Quando sento di essere stata di "aiuto" anche in maniera lieve, a chi prova il disagio del vivere, il mio cuore sorride, anzi, è come se ancora Filippo mi sorridesse, e questo mi dà il senso della vita. Siamo qua in questa valle di lacrime a fare esperienza, e abbiamo il dovere di sostenerci l'un l'altro, regalandoci quando è possibile pillole d'amore, quell'amore cosmico che Gesù ci ha insegnato.

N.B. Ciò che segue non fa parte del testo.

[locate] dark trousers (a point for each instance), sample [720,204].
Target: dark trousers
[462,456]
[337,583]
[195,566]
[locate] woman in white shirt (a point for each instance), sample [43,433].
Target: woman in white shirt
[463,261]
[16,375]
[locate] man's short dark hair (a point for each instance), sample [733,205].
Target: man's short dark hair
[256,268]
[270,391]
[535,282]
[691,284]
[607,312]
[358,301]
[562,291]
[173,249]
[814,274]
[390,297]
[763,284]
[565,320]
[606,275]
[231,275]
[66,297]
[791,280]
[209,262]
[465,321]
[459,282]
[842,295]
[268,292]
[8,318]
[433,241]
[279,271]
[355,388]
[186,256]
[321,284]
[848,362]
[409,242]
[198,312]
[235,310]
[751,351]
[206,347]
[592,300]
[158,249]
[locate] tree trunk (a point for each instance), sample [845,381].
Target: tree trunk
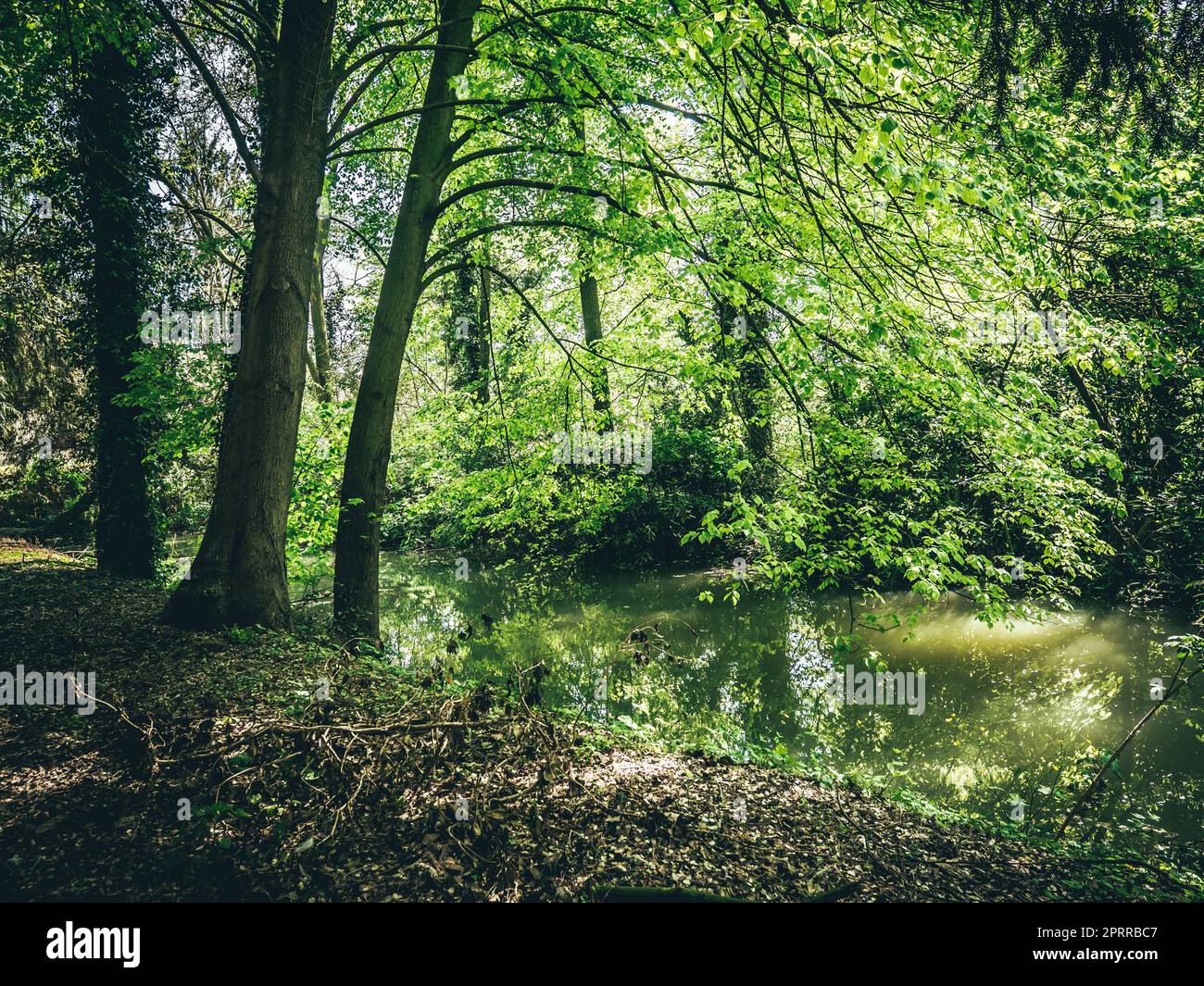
[357,541]
[318,316]
[464,348]
[753,392]
[239,576]
[117,148]
[591,316]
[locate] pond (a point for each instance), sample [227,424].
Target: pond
[1006,710]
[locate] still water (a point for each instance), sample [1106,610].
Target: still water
[1007,710]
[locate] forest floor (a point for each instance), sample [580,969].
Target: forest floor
[393,790]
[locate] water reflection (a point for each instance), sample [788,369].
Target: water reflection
[1008,709]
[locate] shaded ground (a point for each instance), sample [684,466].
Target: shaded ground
[357,797]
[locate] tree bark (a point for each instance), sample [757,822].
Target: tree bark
[318,316]
[239,574]
[117,149]
[591,317]
[357,541]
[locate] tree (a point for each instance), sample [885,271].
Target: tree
[117,149]
[357,541]
[239,576]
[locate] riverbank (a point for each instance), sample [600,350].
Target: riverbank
[216,767]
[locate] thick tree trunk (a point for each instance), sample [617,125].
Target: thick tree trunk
[116,149]
[357,542]
[239,576]
[591,316]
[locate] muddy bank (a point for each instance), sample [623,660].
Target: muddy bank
[216,767]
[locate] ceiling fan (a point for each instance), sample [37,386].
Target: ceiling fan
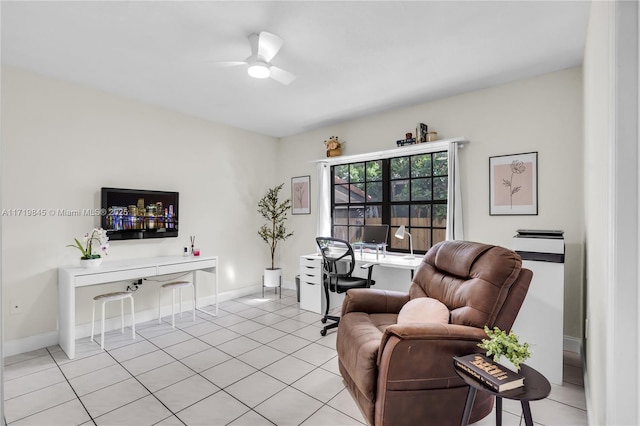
[264,46]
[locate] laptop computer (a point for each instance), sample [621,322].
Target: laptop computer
[375,234]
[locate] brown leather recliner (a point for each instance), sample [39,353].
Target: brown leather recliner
[403,374]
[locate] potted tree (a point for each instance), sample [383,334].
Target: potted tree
[275,213]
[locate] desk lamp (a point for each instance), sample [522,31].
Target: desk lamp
[400,235]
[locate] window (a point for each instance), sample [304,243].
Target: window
[409,190]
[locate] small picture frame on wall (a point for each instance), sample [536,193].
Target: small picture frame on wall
[301,195]
[513,184]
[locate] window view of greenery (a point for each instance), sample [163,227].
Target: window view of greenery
[410,191]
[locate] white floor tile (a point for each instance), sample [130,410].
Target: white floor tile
[289,343]
[289,369]
[320,384]
[330,416]
[205,360]
[28,366]
[315,354]
[170,339]
[37,401]
[201,328]
[255,389]
[99,379]
[262,356]
[345,403]
[239,346]
[87,365]
[134,350]
[164,376]
[113,397]
[187,348]
[145,411]
[68,413]
[266,335]
[261,353]
[218,409]
[32,382]
[147,362]
[251,418]
[218,337]
[288,407]
[187,392]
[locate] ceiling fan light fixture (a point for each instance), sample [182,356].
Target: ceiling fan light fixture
[258,70]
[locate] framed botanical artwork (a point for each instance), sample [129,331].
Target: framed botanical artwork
[513,184]
[300,195]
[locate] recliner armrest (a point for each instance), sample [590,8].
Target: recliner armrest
[432,340]
[371,301]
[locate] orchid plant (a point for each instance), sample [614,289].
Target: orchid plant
[500,343]
[97,236]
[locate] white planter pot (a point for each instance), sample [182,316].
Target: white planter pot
[91,263]
[508,364]
[271,277]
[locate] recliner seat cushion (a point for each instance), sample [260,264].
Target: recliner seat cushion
[424,309]
[359,336]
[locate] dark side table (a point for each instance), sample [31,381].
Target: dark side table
[536,387]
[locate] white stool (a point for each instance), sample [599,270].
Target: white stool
[104,298]
[176,285]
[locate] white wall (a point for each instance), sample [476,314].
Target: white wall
[62,142]
[542,114]
[597,158]
[611,206]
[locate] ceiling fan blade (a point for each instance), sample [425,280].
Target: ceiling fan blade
[224,64]
[281,76]
[268,45]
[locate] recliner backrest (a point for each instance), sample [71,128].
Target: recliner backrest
[474,281]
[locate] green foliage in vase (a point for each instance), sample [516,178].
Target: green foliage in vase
[275,213]
[500,344]
[86,247]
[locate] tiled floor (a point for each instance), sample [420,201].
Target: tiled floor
[260,362]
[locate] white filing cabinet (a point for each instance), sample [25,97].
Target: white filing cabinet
[540,321]
[311,283]
[311,288]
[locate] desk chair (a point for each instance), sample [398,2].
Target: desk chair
[338,263]
[173,286]
[109,297]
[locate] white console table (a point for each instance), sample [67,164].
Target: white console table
[311,298]
[69,278]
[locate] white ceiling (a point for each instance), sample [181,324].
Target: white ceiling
[351,58]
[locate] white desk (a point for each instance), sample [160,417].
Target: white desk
[69,278]
[311,296]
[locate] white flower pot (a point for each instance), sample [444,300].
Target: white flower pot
[508,364]
[272,277]
[91,263]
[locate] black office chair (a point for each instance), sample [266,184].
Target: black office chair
[338,263]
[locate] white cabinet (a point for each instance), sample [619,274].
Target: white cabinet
[311,288]
[541,318]
[311,283]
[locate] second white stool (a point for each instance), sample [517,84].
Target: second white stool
[108,297]
[176,285]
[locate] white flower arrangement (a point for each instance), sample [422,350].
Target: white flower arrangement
[97,235]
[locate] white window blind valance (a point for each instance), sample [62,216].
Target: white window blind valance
[454,205]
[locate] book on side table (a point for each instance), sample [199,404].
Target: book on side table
[490,373]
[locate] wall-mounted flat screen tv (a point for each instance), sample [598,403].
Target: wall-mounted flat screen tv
[136,213]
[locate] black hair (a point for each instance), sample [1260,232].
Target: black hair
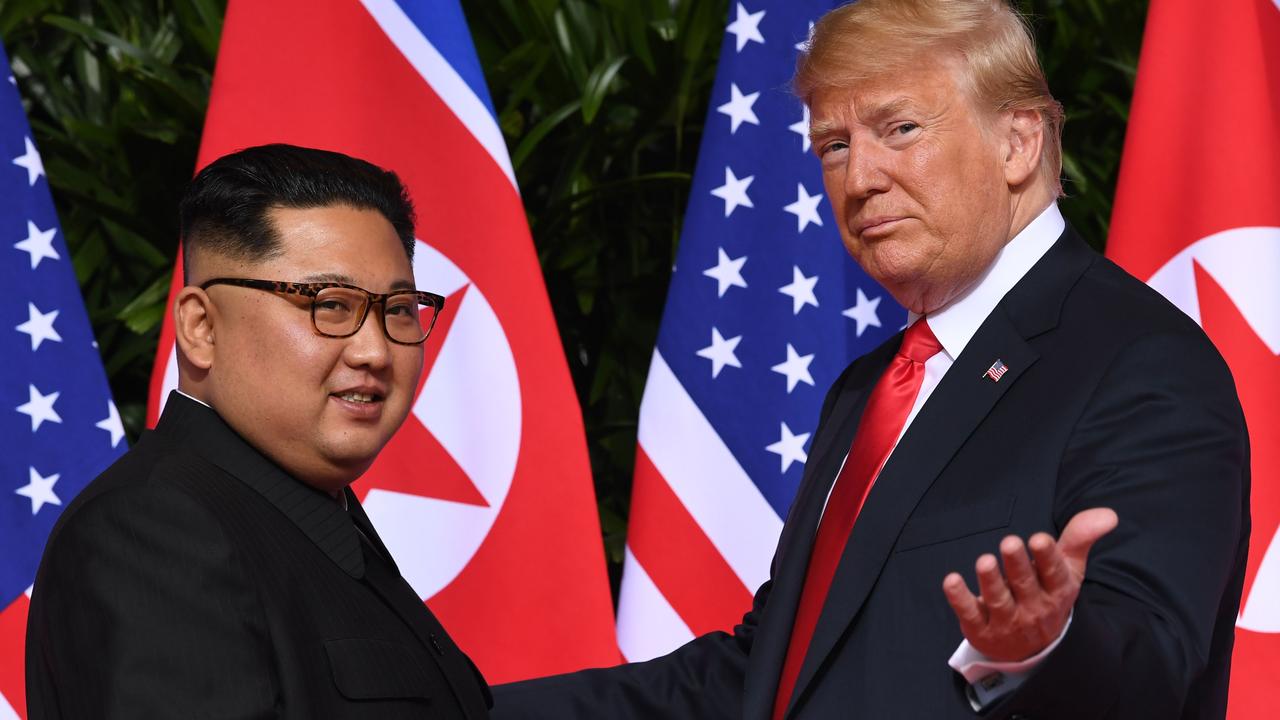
[225,205]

Sarò solo onorata se tu vorrai pubblicare la mia lettera, sai, nei miei messaggi di metafonia Filippo mi dice sempre che devo raccontare il mio sentire e la mia comprensione di Dio. Pubblicando la mia lettera accontenterai anche Filippo e lui ne sono certa ti soffierà un vento di forza per i giorni futuri. Vedrai che tua cognata Lidia sarà vicino alla sua bimba, credici con tutto te stesso e i segni arriveranno presto. Per te che hai intrapreso un cammino di conoscenza spiritualistica, non suoneranno nuove le mie parole, ma ricordati Stefano che il Signore non ci lascia mai soli.

Cara Raffaella, come già ti dissi, ammiro la tua forza e il tuo coraggio! E’ il trovare il "senso della vita", come suggerisce una recente canzone, anche quando la vita, un senso non ce l’ha… o non l’ha più!

E’ il mistero che si perpetua da sempre, e da sempre l’uomo soccombe, o vince la morte con la fede, e la speranza. E’ un cercare di comprendere quel qualcosa, che realizzeremo compiutamente soltanto quanto sarà il nostro momento, e lo verificheremo di persona.

Ecco, così avevo concluso il pezzo, mentre il computer con cui scrivo era ancora acceso, poco dopo mezzanotte, 2 aprile 2006. Come ho già detto altre volte, in un periodico gli articoli si scrivono mesi prima rispetto all’uscita del giornale. Ebbene, da poco ho ascoltato l’efferata notizia, propalata da tutte le reti televisive, della morte assurda e bestiale del piccolo Tommaso, l’ennesima "dimostrazione" della totale assenza di Dio in troppe nostre miserrime vicende umane. In questo momento non ho voglia di pensare, non ho più voglia di scrivere, non ho più voglia di trovare un senso dove non c’è…

Cara Raffaella, io non credo che il Signore non ci lascia mai soli; al contrario, penso che ci lascia soli quasi sempre… E forse proprio questa dev’essere la nostra prova e la nostra speranza: trovare in noi stessi la forza di continuare, nel ricordo dei nostri cari scomparsi, e per i nostri cari che ci sopravviveranno.